Saturday, June 16, 2012

Texas truckstops have cool stuff.

Checked out downtown Sante Fe. Which was every bit as tourist trappy as I thought. We asked one jeweler how many jewelry stores there were, and he said, "I think a dozen." My mouth dropped, but before I could object two ladies in the store looked astonished, but said mildly, "I think there are MORE than that." Hell, there are that many on every street!

Anyway, it was actually very nice and scenic, and we managed to get there about an hour before the hordes of tourists showed up. Linda bought a small piece of jewelry from a gypsy. (Well, he acted and talked like a gypsy -- the store next door had Native American clerks. The massive amounts of jewelry -- I'd think you need to really know what you were doing before you splurged.) Again, the nicely turned out and beautiful young women, next to tons of old and fat tourists, and young families and what looked like left-over hippies.

I thought it might be snobby, but it was all right. Besides, we just seem to blend in with the old people tribe. My brother wants to move here after retirement, which I can sort of understand. Because of all the new construction and because of the angle of the interstate coming in from the West, we drove right by the town at first. We joked they didn't want to be found.

Never ask young locals where anything is, they simply don't know. Asked a barrista at the first bookstore we went to, if there were any "used bookstores" and he said, "No." We then found and visited four, just in the general vicinity. They were all the same -- in small houses with bookfilled rooms, mostly hardcover, mostly rare or literary, mostly non-genre, mostly seemingly barely hanging on. (I can't understand not having at least a shelf or two of paperback mysteries and S.F.)

Last couple of days haven't been as long. (Strange, when 6 and 7 hours road trips seem short.)
We passed through Gallup N.M., which was all Native American from all appearance and the downtown was full of Indian jewelry shops, pawn shops, and pay day loan places.

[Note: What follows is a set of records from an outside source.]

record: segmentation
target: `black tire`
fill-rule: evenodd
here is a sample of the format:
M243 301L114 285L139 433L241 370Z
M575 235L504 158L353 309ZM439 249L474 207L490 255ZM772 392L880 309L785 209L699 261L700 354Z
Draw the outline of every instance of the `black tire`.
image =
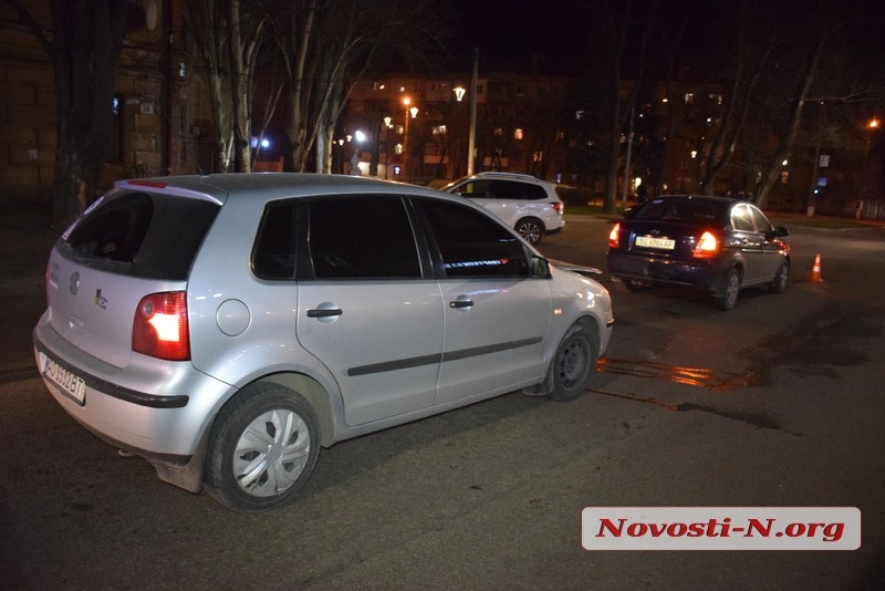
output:
M726 272L719 293L716 296L716 307L719 310L728 311L735 309L740 294L740 271L733 267Z
M632 291L633 293L637 293L639 291L645 291L652 287L652 283L646 283L645 281L636 281L634 279L625 279L624 287L627 288L627 291Z
M550 400L565 402L583 393L596 364L596 346L581 324L575 324L565 333L550 363Z
M206 454L206 489L221 505L257 514L285 505L320 454L316 415L274 384L244 388L218 413Z
M787 289L787 277L790 274L790 263L788 261L783 261L778 269L778 273L774 276L774 279L771 280L771 283L768 286L768 290L771 293L783 293L783 290Z
M516 230L530 245L537 245L544 237L544 222L538 218L522 218Z

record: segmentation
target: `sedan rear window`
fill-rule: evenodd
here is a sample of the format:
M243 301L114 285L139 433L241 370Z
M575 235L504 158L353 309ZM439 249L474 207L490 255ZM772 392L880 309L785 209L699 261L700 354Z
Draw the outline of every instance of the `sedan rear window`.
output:
M655 199L648 201L634 219L653 221L684 221L687 224L710 224L722 214L722 205L699 199Z
M96 269L180 281L187 279L218 208L169 195L117 194L85 214L59 249Z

By the way, I never realized that Az. and N.M. played up the Native American angle quite so much, at least on the main highways...

Headed toward Amarillo, straight flat shot. Stopped at a truckstop that was full of touristy junk. Cheap junk, as opposed to all the expensive junk we were finding downtown. And fireworks. It appealed to my 12 year old self, and I bought some really cheap -- well -- junk.

I hadn't really thought about the time-differences. It's two hours ahead, which means that I have to check out of the motels at about the time I would usually just get going. I'm testing the waters a little by going to bed early, which is always dangerous because I tend to wake up way, way too early.

1 comment:

Luci & Loree said...

Hey, guys this is Loree, former next door neighbor. Following on your trip, Love the way you see things Duncan!! Hey, Linda!!